Sipuleucel-T, an autologous active cellular immunotherapy, was shown in a phase III trial (IMPACT trial) to confer a survival benefit in 512 asymptomatic or minimally symptomatic mCRPC patients when compared to placebo24 (Figure 4). After a median follow-up of 34 months, the median survival was significantly higher in the sipuleucel-T group (25.8 vs. 21.7 months, with an HR of 0.78,p = 0.03).24 Importantly, no PSA decline was observed during or after treatment and PFS was similar in both arms.

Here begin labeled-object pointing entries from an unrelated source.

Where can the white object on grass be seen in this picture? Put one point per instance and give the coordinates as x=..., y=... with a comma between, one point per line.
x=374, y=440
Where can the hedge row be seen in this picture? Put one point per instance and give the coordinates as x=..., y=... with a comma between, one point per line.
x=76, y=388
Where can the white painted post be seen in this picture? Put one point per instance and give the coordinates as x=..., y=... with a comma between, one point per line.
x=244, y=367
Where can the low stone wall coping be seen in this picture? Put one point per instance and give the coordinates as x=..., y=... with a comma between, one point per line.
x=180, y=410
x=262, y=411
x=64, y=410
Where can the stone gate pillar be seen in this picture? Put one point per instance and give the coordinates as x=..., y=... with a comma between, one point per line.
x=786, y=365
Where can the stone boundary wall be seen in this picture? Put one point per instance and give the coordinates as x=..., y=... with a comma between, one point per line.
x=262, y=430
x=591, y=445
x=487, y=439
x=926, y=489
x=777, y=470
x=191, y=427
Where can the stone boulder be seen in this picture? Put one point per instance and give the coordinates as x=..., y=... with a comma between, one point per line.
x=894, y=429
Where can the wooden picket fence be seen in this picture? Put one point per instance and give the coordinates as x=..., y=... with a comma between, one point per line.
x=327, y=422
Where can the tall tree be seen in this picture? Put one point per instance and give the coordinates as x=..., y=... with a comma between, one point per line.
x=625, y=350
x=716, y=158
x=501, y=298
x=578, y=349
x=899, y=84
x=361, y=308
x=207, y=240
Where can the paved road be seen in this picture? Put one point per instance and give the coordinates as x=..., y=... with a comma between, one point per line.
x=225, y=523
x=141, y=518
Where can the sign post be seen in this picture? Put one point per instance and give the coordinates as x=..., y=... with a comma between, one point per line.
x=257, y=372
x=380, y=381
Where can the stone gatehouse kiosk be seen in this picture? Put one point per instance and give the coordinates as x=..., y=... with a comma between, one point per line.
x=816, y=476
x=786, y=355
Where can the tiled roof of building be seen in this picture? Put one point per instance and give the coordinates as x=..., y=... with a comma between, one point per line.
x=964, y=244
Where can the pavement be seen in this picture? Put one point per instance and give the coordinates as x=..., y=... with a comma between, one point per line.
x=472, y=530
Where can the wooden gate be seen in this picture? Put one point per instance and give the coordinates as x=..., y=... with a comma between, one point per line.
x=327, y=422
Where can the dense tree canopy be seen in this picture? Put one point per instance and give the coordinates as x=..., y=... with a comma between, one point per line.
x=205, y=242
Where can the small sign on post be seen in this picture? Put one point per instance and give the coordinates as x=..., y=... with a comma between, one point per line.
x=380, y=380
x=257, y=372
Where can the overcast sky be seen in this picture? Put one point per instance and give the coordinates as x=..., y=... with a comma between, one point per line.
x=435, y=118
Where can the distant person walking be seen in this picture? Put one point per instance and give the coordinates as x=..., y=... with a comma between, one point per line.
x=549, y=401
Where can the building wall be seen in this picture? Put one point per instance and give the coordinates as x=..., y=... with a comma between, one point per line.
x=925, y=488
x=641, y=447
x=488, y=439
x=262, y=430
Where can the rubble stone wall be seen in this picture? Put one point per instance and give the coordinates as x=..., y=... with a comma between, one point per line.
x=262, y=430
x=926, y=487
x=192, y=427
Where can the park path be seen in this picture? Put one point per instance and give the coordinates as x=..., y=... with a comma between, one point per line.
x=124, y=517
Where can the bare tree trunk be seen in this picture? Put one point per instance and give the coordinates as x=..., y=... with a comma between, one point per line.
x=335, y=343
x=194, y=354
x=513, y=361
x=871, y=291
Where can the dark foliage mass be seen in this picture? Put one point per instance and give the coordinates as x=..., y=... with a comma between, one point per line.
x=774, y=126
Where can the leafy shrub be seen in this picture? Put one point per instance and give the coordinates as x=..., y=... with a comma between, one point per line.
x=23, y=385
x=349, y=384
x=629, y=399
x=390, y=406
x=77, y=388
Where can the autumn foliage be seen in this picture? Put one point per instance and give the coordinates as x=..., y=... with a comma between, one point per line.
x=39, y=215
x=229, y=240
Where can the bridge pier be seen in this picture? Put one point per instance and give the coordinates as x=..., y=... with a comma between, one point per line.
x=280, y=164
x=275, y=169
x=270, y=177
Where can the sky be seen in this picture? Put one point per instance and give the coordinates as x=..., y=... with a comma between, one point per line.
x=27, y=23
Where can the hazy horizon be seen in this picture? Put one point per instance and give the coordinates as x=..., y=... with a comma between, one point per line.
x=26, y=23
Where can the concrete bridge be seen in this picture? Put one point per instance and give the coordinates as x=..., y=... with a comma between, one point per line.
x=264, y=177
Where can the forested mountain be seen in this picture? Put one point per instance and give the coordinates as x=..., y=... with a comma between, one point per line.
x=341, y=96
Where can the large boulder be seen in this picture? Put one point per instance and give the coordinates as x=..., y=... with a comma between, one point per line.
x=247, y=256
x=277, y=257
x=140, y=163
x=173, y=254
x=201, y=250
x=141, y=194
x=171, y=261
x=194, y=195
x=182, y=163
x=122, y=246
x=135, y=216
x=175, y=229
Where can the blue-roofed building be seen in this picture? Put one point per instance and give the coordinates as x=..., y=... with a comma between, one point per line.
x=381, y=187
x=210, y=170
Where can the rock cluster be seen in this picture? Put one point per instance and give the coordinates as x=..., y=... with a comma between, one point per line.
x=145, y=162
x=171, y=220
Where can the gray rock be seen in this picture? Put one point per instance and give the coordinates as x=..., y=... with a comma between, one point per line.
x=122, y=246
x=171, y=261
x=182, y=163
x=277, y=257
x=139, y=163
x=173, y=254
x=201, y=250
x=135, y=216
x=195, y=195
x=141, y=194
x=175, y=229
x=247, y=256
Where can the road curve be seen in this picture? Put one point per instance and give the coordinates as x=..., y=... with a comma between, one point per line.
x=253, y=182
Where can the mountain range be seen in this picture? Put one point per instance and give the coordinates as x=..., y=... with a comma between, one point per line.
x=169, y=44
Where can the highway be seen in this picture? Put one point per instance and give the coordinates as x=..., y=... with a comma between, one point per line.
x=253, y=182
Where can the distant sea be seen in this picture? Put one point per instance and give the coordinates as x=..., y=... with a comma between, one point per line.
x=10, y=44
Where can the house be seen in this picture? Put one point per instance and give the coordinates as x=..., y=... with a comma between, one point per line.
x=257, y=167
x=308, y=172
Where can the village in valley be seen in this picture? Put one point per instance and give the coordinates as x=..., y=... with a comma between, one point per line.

The overall tolerance to sipuleucel-T was very good, with mostly grade 1-2 adverse events occurring. Currently, this treatment is only available in the US and is no longer available in Europe.

figure 4 IMPACT trial

Figure 4. IMPACT trial design


In the last 15 years, there has been considerable scientific progress and investment in drug development for patients with mCRPC. This has resulted in the FDA approval of several lines of systemic therapies on grounds of pain palliation, minimizing disease adverse effects, and OS prolongation. To date, the reported impact on OS in mCRPC patients from each of these individual agents is still modest, resulting in an addition of only a few months. It is necessary to enhance our understanding of the disease biology of mCRPC, integrate a comprehensive molecular understanding of castration resistance, and analyze mechanisms of resistance to current therapies to improve future treatment development. It is also crucial to invest and develop predictive biomarkers to assist in the personalization of therapy. Lastly, on a more practical note, more data is needed on the appropriate second and third-line therapies, and sequencing and combination of available medications, discussed in more detail in the next review article (“Beyond first line treatment of metastatic castrate-resistant prostate cancer”).